Does anybody else see the problem with this? Note that my operating system is set to French.
There are two problems with the name of this iMovie feature. First, my system is set to French and this feature should have a French name – or a name similar to a French word – in the first place. But the problem isn’t limited to French. This name is a problem in English too. The place where you watch movies in many dialects of English is called a ‘cinema’ – ‘theatre’ is restricted to the stage and is always spelled theatre. In Canada, it’s called a movie theatre, with the R before the E as in every other primarily English-speaking country outside the US. The -er spelling is especially insensitive – it’s not spelled that way in other English-speaking countries, and even many Americans spell both the cinematic and live variants as theatre.
Calling it a theatre is also inappropriate for most languages. The spelling would work for German, but das Theater refers to live performance; the place where people see films is called das Kino. Most western languages disambiguate between live theatre and film houses. The US and Canada are outliers, and many Americans can’t even spell it the same way as the other English-speakers.

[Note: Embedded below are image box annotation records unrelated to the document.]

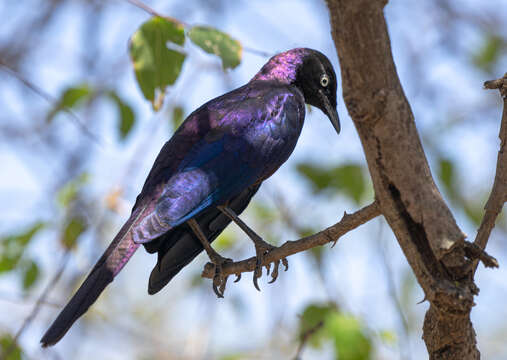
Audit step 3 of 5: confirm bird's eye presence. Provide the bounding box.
[320,74,329,87]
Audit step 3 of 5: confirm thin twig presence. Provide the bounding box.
[474,73,507,271]
[376,221,411,360]
[0,59,102,145]
[125,0,188,27]
[0,251,70,360]
[202,202,381,279]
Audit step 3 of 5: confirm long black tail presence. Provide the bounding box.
[144,184,261,294]
[41,207,145,347]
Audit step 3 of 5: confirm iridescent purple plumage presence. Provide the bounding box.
[41,48,339,346]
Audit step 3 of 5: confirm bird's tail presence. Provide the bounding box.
[41,209,143,347]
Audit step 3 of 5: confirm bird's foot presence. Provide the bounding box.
[253,239,289,291]
[210,253,232,298]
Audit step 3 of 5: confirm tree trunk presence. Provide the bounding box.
[327,0,480,360]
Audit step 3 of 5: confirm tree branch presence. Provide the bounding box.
[202,202,381,279]
[474,73,507,270]
[326,0,486,360]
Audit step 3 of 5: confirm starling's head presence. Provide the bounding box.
[254,48,340,133]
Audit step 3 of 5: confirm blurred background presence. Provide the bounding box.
[0,0,507,360]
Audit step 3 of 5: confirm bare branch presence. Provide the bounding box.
[0,59,103,145]
[474,73,507,269]
[202,202,381,279]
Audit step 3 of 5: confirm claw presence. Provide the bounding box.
[266,263,271,275]
[218,276,229,297]
[268,260,280,284]
[282,258,289,271]
[253,256,262,291]
[213,272,224,298]
[211,256,232,298]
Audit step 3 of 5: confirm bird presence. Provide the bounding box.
[41,48,340,347]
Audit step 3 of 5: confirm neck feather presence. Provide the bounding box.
[252,48,308,84]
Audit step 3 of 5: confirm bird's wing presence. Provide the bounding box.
[145,183,261,295]
[132,83,304,243]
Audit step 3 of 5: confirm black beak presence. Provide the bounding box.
[320,91,341,134]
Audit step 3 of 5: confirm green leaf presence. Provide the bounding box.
[0,222,45,273]
[108,91,135,140]
[299,304,372,360]
[46,84,92,123]
[325,313,372,360]
[438,158,454,191]
[130,16,185,111]
[379,330,397,345]
[171,106,184,130]
[56,172,90,208]
[23,260,39,290]
[188,26,242,70]
[472,34,505,72]
[61,217,86,249]
[297,163,366,203]
[299,304,336,348]
[0,334,21,360]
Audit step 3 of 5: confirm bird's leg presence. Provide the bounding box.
[218,206,289,291]
[187,219,232,298]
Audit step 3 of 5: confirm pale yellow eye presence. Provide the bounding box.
[320,74,329,87]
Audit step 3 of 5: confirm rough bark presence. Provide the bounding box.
[327,0,480,360]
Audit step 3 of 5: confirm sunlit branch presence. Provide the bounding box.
[474,73,507,268]
[202,202,381,278]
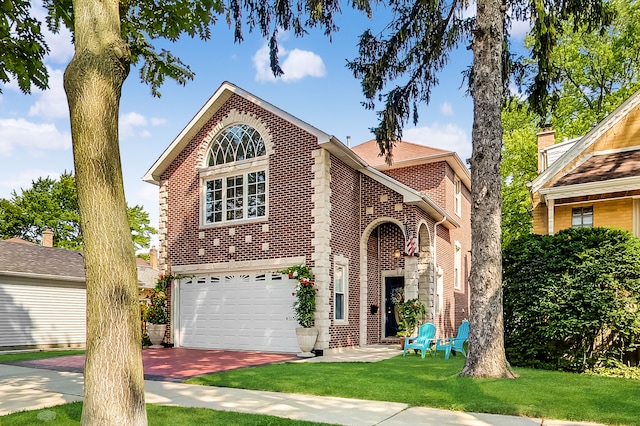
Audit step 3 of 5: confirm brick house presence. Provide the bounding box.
[144,82,471,352]
[529,92,640,236]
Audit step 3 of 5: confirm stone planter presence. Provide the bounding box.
[147,323,167,348]
[296,327,318,358]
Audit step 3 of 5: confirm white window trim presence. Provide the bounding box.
[199,157,269,228]
[333,256,349,325]
[453,175,462,217]
[453,241,462,290]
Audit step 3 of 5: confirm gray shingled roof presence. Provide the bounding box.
[0,240,85,279]
[553,150,640,187]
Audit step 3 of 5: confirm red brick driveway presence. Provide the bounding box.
[11,348,298,382]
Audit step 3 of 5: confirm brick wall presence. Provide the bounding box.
[162,95,317,265]
[330,156,360,348]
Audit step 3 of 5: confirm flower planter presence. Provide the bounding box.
[296,327,318,358]
[147,323,167,348]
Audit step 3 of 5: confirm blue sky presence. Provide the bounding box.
[0,1,526,248]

They could have avoided this self-made localisation problem by calling it iMovie Cinema or something similar. Calling it iTunes Cinema would have avoided English spelling differences and would have made it more appropriate for a wider variety of people.
What Apple did was probably the worst thing they could have done.
Edit, 28 April 2019:
There’s been some improvement here. As of 2019, it now says ‘Cinema’ in French, though it’s still a problem on systems set to British or Australian English. Unlike MacOS and iWork, iMovie hasn’t been localised into British or Australian English yet, so the offending spelling/terminology is still there. Hopefully this is updated in a future edition of iMovie that adds the Mojave localisations. Though they seem to be working on it, this is a problem that should have never been there to begin with.